Director Martin Scorsese’s ravishing dazzlement of hyperrealism and subjective perspectives is a tribute to the history of cinema but also an example of what Paris inspires in directors. Not since Jean-Piere Jeunet’s Amélie and Baz Luhrmann’s Moulin Rouge has such a celebratory style broken through all limits of physical reality to deliver cinematic ecstasy.
The constantly roving camera and rush of sounds deliver broad strokes of storytelling that overwhelm the senses. Ultra-processed, super-sharp images are highly detailed and contrasted so that textures and patterns leap out and every cobblestone is individuated. Monochromatic backgrounds are penetrated by bursts of hyper-rich primaries and figures and faces have real dimension.
The 7.1-channel soundtrack immerses you in Montparnasse Station’s whistles, hisses, and bumps from the rear and clacking clockwork cogs from the surrounds.

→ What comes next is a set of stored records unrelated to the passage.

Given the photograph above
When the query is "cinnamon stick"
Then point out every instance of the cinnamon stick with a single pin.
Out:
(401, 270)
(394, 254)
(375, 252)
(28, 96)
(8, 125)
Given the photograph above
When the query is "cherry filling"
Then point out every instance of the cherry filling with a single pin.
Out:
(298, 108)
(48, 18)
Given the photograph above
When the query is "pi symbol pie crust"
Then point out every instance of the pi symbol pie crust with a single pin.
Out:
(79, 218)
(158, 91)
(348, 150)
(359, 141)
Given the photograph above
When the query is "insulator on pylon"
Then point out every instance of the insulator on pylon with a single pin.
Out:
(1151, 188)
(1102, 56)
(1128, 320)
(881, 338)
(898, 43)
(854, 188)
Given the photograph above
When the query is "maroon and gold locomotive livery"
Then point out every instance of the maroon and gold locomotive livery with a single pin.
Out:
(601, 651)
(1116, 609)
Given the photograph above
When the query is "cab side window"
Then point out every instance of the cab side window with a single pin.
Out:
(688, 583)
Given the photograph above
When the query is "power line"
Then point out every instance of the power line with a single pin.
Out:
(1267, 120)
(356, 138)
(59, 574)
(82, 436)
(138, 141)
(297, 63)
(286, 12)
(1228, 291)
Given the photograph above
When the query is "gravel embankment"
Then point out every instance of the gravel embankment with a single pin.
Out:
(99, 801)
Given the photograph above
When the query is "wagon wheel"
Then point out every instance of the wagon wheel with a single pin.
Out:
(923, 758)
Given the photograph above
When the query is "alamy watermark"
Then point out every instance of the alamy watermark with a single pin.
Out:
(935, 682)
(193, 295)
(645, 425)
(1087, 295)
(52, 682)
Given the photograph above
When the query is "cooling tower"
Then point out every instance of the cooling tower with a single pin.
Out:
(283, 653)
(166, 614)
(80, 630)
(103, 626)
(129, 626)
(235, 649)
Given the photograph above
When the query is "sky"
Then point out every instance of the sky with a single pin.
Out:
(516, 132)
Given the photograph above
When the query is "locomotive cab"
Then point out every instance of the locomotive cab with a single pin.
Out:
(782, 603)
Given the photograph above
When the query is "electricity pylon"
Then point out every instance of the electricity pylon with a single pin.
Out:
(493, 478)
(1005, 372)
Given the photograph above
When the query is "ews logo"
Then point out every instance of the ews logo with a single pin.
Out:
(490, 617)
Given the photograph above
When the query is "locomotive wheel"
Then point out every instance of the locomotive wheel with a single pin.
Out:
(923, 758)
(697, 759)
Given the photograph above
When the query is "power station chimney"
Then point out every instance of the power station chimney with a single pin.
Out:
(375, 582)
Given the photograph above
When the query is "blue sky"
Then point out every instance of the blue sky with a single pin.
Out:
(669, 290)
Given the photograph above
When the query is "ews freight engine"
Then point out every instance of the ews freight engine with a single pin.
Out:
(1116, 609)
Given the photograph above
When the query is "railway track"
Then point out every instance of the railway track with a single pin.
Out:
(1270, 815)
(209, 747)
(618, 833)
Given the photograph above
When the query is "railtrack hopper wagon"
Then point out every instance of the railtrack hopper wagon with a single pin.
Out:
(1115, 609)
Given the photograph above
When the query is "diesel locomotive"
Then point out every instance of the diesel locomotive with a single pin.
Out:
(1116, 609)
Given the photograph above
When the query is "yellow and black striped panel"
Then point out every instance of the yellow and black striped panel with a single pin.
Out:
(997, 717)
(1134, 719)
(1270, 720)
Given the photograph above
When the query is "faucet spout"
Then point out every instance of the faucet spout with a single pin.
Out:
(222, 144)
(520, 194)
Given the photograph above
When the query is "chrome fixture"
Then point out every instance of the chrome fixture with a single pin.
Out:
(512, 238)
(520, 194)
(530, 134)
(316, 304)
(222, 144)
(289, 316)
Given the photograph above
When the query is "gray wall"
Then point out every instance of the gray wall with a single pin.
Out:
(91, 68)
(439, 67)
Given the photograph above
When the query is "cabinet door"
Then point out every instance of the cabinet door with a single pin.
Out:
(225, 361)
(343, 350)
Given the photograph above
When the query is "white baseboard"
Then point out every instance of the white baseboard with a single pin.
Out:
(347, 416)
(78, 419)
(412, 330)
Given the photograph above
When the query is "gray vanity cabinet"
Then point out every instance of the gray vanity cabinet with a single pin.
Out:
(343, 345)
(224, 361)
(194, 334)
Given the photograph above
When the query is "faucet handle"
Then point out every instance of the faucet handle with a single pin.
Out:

Howard Shore’s accordion-based score comes at you from all sides, instruments so well separated into each channel it’s as if they were playing in different parts of your brain.
The film's technical brilliance (it won Oscars for Art Direction, Cinematography, Sound Editing, Sound Mixing, and Visual Effects) pays off in home theater happiness.
Video: 1.85:1. Audio: DTS-HD Master Audio 7.1. Extras: five featurettes: Shoot the Moon, The Cinemagician: Georges Méliès, The Mechanical Man at the Heart of Hugo, Big Effects — Small Scale, Sacha Baron Cohen: Role of a Lifetime; DVD and UltraViolet Digital Copy for streaming/downloading. Studio: Paramount.